Under pressure to act, Turkey’s central bank sharply raised its key lending rate Wednesday to try to stem an outflow of capital from the country, control inflation and support the beleaguered currency.
The Turkish lira regained some of its value after the bank’s monetary policy committee held an emergency meeting and announced it was raising the rate from 13.5 percent to 16.5 percent. The value of the lira responded by rising to around 4.58 per dollar, after it had dropped to over 4.80 per dollar, down about 5 percent since the previous day.
The rate increase came despite President Recep Tayyip Erdogan’s insistence that rates be kept low. Higher rates can support a currency and ease inflation. But they also tend to hinder economic growth by making it costlier to borrow and can arouse public discontent.
The lira had lost more than 20 percent of its value against the dollar since the year began. Concerns had grown that imports would become more expensive for the Turkish people. A lower-valued currency can also lead investors to pull their money out of a country if they expect the value of their investments to drop as the currency weakens.
Erdogan, speaking at a Ramadan fast-breaking dinner late Wednesday, said the weak Turkish currency did not reflect the state of the country’s economy.
“The partial volatility in the currency is certainly not consistent with the economic realities of Turkey,” he said, pointing to Turkey’s 7.4 percent growth rate and other indicators. “The volatility in the exchange rate is not just about our country; it’s a global problem.”
Erdogan said Turkey had the means to stem the currency fluctuation, and he vowed to adopt new measures after the June 24 polls to stem inflation and the nation’s current account deficit. The current account is the broadest measure of trade, covering not only the movement of goods and services but also investment flows.

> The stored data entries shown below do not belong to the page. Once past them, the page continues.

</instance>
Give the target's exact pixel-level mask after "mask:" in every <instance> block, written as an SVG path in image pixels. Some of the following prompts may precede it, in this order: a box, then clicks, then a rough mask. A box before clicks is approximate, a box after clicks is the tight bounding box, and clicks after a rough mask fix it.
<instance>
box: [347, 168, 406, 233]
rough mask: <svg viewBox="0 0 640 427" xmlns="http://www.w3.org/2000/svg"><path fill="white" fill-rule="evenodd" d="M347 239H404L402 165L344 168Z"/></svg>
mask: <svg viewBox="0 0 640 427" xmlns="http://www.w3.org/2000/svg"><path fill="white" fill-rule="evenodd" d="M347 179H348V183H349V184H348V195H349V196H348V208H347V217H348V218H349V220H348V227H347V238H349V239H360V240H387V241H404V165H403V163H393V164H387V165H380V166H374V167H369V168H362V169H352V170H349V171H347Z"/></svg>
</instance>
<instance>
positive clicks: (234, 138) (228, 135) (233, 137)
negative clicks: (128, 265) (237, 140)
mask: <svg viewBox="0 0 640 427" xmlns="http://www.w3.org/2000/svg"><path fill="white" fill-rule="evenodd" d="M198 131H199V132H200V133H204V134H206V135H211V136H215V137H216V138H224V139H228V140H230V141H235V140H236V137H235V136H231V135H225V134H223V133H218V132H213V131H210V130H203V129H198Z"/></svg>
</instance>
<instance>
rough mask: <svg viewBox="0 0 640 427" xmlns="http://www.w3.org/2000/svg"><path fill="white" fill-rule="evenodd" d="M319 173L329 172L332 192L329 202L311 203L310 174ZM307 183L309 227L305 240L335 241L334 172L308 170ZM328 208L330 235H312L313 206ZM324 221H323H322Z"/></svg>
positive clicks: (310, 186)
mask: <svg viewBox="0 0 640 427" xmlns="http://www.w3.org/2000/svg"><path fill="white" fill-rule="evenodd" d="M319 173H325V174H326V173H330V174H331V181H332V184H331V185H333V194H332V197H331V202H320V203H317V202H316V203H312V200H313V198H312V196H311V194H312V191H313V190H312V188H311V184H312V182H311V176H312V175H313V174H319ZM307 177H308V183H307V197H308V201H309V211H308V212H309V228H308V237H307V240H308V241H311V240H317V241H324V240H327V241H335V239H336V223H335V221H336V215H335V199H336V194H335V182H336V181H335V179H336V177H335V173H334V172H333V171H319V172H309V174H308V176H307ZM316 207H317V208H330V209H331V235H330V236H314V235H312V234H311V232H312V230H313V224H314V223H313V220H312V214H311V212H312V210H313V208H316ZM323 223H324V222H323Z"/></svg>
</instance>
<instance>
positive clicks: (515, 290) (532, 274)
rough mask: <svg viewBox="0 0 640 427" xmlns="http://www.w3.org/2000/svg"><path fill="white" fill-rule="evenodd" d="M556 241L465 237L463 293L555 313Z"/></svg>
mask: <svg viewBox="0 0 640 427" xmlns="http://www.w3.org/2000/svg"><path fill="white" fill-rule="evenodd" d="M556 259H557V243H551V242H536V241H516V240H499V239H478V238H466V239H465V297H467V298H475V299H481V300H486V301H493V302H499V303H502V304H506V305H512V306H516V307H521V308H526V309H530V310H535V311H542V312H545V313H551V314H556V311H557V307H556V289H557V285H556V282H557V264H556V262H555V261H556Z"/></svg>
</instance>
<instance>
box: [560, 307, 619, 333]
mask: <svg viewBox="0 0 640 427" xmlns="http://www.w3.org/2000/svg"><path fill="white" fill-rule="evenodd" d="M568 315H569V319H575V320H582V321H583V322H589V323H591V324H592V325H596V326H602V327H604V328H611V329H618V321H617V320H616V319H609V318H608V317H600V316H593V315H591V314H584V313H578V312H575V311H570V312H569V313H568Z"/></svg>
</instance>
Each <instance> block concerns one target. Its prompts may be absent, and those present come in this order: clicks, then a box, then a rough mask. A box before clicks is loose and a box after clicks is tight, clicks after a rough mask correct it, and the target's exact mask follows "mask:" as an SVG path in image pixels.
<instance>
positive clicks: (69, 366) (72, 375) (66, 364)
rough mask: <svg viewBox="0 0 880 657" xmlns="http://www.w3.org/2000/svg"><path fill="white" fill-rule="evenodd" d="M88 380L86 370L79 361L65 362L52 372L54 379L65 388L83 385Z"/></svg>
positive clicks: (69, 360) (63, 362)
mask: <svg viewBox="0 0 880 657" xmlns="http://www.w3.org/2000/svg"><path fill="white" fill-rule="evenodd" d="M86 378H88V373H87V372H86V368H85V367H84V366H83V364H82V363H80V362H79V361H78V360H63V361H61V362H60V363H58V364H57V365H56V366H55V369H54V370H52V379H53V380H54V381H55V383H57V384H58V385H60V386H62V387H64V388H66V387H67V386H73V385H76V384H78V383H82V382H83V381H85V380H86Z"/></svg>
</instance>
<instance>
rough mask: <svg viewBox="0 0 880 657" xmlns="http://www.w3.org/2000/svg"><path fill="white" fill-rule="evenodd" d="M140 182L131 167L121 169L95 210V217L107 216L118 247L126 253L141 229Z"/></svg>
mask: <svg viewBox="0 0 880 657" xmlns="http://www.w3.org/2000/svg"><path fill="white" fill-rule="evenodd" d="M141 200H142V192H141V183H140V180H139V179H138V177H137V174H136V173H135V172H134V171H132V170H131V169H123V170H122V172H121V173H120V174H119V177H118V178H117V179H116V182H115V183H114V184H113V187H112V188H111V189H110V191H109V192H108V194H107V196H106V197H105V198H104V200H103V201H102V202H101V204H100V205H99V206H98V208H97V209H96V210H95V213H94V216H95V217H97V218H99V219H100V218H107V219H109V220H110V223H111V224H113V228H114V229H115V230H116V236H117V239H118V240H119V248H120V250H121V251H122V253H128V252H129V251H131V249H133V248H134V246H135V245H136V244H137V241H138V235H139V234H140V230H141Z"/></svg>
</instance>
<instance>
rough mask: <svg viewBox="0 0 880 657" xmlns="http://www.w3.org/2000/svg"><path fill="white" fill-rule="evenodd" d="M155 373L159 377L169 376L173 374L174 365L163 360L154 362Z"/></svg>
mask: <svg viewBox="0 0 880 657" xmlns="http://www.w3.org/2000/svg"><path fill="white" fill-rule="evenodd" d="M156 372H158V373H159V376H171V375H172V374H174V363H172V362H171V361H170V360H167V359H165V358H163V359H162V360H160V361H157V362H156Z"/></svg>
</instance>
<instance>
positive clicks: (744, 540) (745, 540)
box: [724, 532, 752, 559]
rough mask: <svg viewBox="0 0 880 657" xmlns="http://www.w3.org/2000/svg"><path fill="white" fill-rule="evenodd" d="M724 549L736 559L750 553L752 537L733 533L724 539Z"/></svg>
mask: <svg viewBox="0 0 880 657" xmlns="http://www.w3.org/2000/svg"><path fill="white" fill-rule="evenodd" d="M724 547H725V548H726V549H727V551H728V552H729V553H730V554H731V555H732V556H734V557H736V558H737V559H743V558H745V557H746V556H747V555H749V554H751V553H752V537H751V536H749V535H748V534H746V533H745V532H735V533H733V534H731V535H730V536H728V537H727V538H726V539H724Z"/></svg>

Turkey’s market jitters in part reflect a global trend in which the currencies of emerging economies have come under pressure. Economists say that is partly because the U.S. Federal Reserve is steadily raising rates, thereby encouraging investors to shift their money into higher-yielding investments in the United States.
Because Turkey is particularly dependent on foreign capital, its markets are among those to have suffered most. Other countries that have experienced sharp drops in the value of their currencies include Brazil and Argentina.
But Turkey’s currency has been hit especially hard because of the political backdrop: Though the central bank is in theory independent of the government, Erdogan has exerted pressure on the bank not to raise rates and potentially stir unrest as he prepares for early presidential and parliamentary elections next month.
Jason Tuvey, an economist with Capital Economics in London, said that if the central bank “continues to bow to pressure from Erdogan and refrains from raising interest rates, that would lead to an even sharper fall in the currency.”
Earlier Wednesday, Deputy Prime Minister Bekir Bozdag cast the lira’s drop as a foreign plot to harm Erdogan and distort the results of the polls.
“Those who believe that by manipulating the dollar they will lead to results that will harm the nation and their pockets and change the election result, are mistaken,” the state-run Anadolu Agency quoted Bozdag as saying.
Muharrem Ince, the main opposition party’s candidate, who is challenging Erdogan at the June 24 presidential race, called on the Turkish leader to stop interfering in the central bank’s monetary policy and to ease concerns over fiscal discipline, warning that the “economy is about to hit the wall.”